The playfulness of the image tugs at the melancholia of the scene, as it honors and critiques art as framed artifact (in traditional Western pictorial practice). Someone is moving rapidly to hold the semi-translucent sheathe/sheet aloft and upright. In that person’s shadowy and energetic kinesthesia the surge of human subjectivity is held. This person seems almost to move toward us with a sidelong gyrating turn, impressing their body against the fluent material that hides them. The second person neatly vanishes behind a compact door-like form that echoes and makes light of the large architectural door frame that frames the image. The hand reaching from behind the solid white rectangle seems playfully to reach for a door handle, but no handle is there. There is no way out, no path away, from the state of embodied perception that is the locus of Woodman’s photographs’ searches for form’s edge.
A heavy shadow joins the space beyond the framing doorway and the space before it, the shadow like a curtain in an old-fashioned theater draws the two spaces together, the exterior and interior, before and after, excluded and included, warm radiator and cold light. The blurred figure carrying the semi-translucent sheathe becomes almost inhuman as the photograph catches their movement exaggerating their hand to a kind of claw, their arm to a wing. They come toward us and also stay irrevocably unreachable, a signifier of late afternoon’s unreachable loneliness and the urge to push through our absences from each other, to connect through the paper and frame of art. The sharp dark lines of the floor’s tesserae floor pattern further articulate this sense in the photograph that we know presence through the very devices of framing that make us feel absence. We know presence where it is cut by form and form is created by something taken away.
With my child now nearly an adult I worry about the early years of isolation, not that it was ever chosen or purposeful but that it was potent; I worry it established a normalcy to standing back from the world, a habit of seeing rather than entering the world of presence. But absence is only visible when defined against presence and a presence of those days was a mother, played with care by me, who unlike my own mother never abandoned her child. So maybe they are balanced, absence and presence.
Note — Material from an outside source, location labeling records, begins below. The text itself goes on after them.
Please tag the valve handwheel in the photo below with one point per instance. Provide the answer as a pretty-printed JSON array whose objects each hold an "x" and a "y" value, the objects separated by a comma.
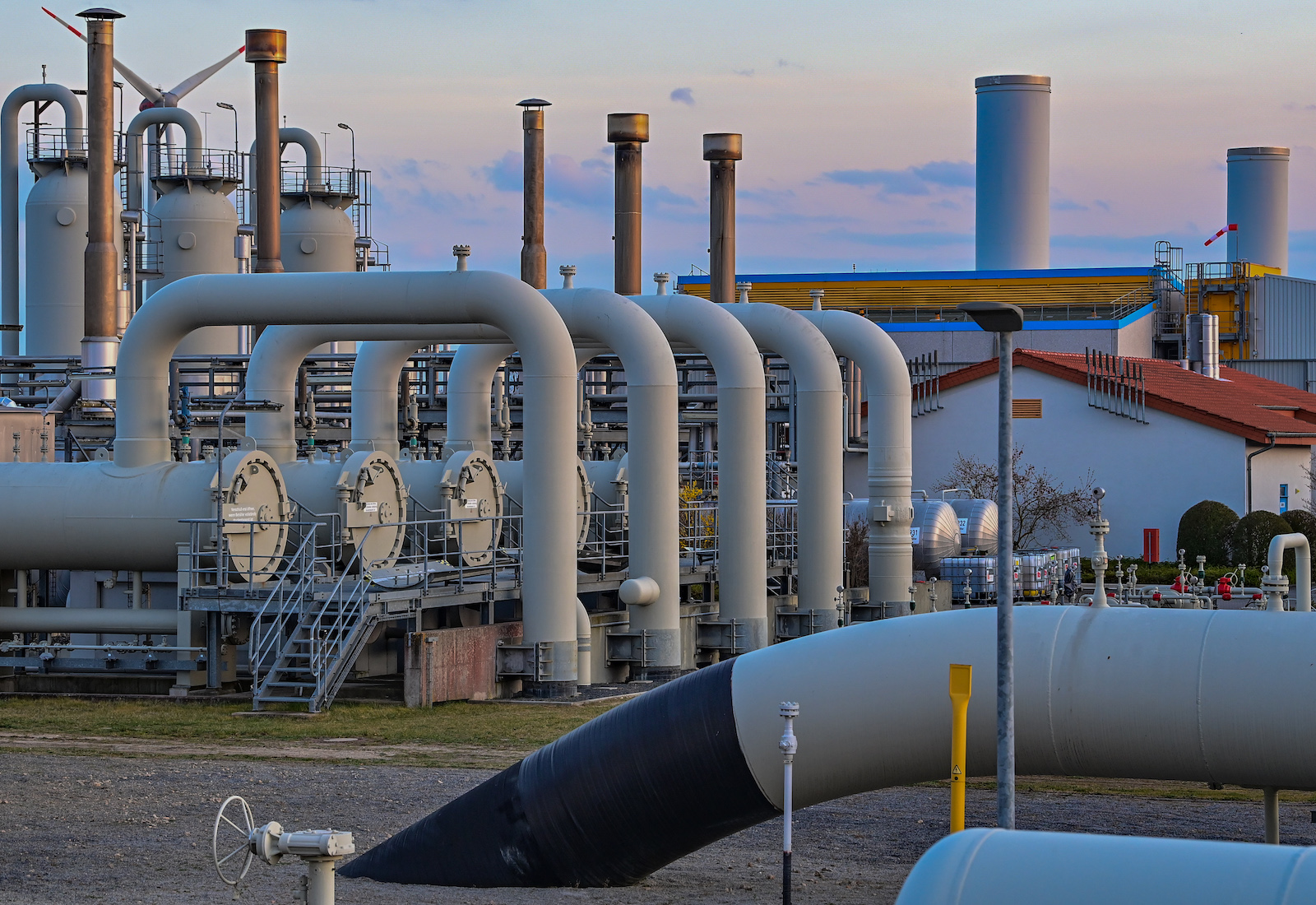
[{"x": 232, "y": 839}]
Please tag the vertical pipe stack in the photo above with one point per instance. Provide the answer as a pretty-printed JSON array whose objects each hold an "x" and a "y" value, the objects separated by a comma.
[
  {"x": 102, "y": 270},
  {"x": 1258, "y": 203},
  {"x": 1013, "y": 173},
  {"x": 267, "y": 49},
  {"x": 721, "y": 151},
  {"x": 628, "y": 132},
  {"x": 535, "y": 257}
]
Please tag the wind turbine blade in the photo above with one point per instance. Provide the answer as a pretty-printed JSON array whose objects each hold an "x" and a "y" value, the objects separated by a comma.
[
  {"x": 65, "y": 24},
  {"x": 188, "y": 85},
  {"x": 142, "y": 86}
]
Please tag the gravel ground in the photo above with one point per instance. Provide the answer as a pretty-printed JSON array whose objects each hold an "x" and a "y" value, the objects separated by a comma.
[{"x": 138, "y": 830}]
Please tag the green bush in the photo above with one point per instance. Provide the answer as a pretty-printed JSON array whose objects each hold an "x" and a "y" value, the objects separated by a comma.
[
  {"x": 1204, "y": 531},
  {"x": 1250, "y": 538}
]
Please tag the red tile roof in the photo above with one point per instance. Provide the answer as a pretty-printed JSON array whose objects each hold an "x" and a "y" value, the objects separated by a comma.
[{"x": 1235, "y": 404}]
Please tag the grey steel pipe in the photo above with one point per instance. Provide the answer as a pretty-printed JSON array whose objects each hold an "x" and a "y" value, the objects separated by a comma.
[
  {"x": 721, "y": 151},
  {"x": 655, "y": 546},
  {"x": 267, "y": 49},
  {"x": 1091, "y": 704},
  {"x": 890, "y": 446},
  {"x": 818, "y": 437},
  {"x": 395, "y": 298},
  {"x": 535, "y": 257},
  {"x": 109, "y": 621},
  {"x": 741, "y": 474},
  {"x": 102, "y": 265},
  {"x": 135, "y": 138},
  {"x": 280, "y": 350},
  {"x": 991, "y": 867},
  {"x": 30, "y": 94},
  {"x": 628, "y": 132}
]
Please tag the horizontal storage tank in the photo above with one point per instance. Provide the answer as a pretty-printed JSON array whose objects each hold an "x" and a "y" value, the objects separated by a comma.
[
  {"x": 466, "y": 485},
  {"x": 99, "y": 516},
  {"x": 934, "y": 534},
  {"x": 977, "y": 524},
  {"x": 365, "y": 494}
]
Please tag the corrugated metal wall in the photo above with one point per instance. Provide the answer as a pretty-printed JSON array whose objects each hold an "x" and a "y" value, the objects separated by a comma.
[
  {"x": 1283, "y": 313},
  {"x": 1291, "y": 371}
]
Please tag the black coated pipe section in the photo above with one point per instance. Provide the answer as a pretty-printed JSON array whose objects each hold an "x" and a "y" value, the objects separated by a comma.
[
  {"x": 557, "y": 817},
  {"x": 628, "y": 132},
  {"x": 535, "y": 257},
  {"x": 721, "y": 151},
  {"x": 267, "y": 49},
  {"x": 100, "y": 288}
]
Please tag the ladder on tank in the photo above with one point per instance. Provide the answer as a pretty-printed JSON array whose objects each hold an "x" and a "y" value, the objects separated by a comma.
[{"x": 304, "y": 641}]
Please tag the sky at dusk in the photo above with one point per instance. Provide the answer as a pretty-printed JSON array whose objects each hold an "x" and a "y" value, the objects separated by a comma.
[{"x": 859, "y": 118}]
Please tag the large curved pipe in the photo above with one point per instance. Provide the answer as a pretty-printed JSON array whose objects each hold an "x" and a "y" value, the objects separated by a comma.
[
  {"x": 315, "y": 158},
  {"x": 1276, "y": 560},
  {"x": 280, "y": 350},
  {"x": 394, "y": 298},
  {"x": 1008, "y": 867},
  {"x": 1147, "y": 694},
  {"x": 10, "y": 193},
  {"x": 890, "y": 443},
  {"x": 741, "y": 474},
  {"x": 818, "y": 441},
  {"x": 655, "y": 545},
  {"x": 137, "y": 129}
]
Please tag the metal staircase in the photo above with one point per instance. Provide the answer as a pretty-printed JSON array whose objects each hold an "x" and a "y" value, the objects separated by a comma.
[{"x": 308, "y": 633}]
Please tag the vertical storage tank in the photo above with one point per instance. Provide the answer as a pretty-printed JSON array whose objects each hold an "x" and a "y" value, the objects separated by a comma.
[
  {"x": 197, "y": 228},
  {"x": 56, "y": 223}
]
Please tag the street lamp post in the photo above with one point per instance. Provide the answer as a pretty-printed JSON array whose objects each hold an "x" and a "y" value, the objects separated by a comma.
[{"x": 1004, "y": 321}]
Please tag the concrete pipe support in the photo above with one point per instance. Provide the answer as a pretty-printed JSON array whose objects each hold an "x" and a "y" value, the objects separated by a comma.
[
  {"x": 741, "y": 474},
  {"x": 890, "y": 443},
  {"x": 623, "y": 327},
  {"x": 818, "y": 437},
  {"x": 395, "y": 298},
  {"x": 30, "y": 94},
  {"x": 1148, "y": 694}
]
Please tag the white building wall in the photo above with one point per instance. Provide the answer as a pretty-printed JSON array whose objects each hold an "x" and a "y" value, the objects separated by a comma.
[{"x": 1152, "y": 472}]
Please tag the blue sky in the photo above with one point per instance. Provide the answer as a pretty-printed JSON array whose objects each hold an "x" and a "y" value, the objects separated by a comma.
[{"x": 859, "y": 118}]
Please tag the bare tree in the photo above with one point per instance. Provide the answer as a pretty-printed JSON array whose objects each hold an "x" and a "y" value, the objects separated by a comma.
[{"x": 1043, "y": 504}]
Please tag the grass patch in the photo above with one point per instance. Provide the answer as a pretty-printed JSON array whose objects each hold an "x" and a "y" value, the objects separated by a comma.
[{"x": 482, "y": 725}]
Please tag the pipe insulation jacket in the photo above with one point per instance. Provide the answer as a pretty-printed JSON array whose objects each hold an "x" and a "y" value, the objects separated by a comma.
[
  {"x": 137, "y": 129},
  {"x": 280, "y": 350},
  {"x": 28, "y": 94},
  {"x": 741, "y": 443},
  {"x": 818, "y": 441},
  {"x": 655, "y": 488},
  {"x": 1142, "y": 694},
  {"x": 890, "y": 446},
  {"x": 394, "y": 298},
  {"x": 1004, "y": 867}
]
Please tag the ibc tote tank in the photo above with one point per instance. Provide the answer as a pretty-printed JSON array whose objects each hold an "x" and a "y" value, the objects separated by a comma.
[{"x": 56, "y": 224}]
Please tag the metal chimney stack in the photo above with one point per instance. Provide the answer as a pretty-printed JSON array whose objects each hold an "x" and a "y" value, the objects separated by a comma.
[
  {"x": 1013, "y": 173},
  {"x": 628, "y": 132},
  {"x": 721, "y": 151},
  {"x": 102, "y": 274},
  {"x": 1258, "y": 203},
  {"x": 267, "y": 49},
  {"x": 535, "y": 257}
]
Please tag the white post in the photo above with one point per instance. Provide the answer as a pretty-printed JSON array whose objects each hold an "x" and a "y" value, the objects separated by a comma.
[{"x": 789, "y": 746}]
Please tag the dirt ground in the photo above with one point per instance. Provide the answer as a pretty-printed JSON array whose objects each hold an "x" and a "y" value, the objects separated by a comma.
[{"x": 137, "y": 829}]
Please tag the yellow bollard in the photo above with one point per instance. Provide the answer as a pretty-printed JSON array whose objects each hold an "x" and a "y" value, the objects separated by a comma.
[{"x": 961, "y": 688}]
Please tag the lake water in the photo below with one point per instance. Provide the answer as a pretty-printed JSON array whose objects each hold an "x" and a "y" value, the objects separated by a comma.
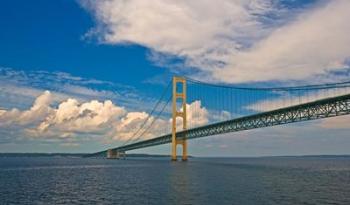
[{"x": 243, "y": 181}]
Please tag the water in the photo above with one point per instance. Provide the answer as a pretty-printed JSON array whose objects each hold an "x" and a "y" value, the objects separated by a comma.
[{"x": 308, "y": 180}]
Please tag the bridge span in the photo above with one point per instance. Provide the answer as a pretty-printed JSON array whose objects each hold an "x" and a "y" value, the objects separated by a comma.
[{"x": 325, "y": 107}]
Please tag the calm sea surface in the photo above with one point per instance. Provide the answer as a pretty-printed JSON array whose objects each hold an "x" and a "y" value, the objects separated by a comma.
[{"x": 308, "y": 180}]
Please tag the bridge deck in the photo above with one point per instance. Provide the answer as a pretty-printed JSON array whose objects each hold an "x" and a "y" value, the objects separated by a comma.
[{"x": 329, "y": 107}]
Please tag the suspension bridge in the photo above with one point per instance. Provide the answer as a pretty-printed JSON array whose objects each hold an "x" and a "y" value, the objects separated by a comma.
[{"x": 200, "y": 109}]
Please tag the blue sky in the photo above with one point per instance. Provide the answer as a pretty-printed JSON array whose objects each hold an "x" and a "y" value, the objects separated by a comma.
[{"x": 125, "y": 52}]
A month ago, by happenstance I met one of Woodman’s cousins. She looked so much like Francesca it was uncanny (after writing two books on the photography of Woodman, Woodman’s face is one I know better than the faces of some of my own family members). The dialectic of presence and absence is never decisively over. The partially hidden figure in the photograph moves towards us but we cannot see it entirely, it cannot give itself to us beyond the frame. The figure crouched behind the opaque white rectangle might unfold and stand up, revealing itself but that will not happen in the unending stop-time of the image. Here, the small door-like rectangle will always be closed and without a handle and the large “real” door will always be open, ushering us into the dance of absence and presence that Woodman makes angelic. The message (since angels are messengers) of the image is Woodman’s characteristically sharp understanding of the painful beauty of this space-time realm that we so transiently inhabit.
Image at top: Francesca Woodman, From Angel Series, Rome, Italy, gelatin silver print, 9.30 x 9.30 cm, 1977 (photo: © Woodman Family Foundation / Artists Rights Society (ARS), New York).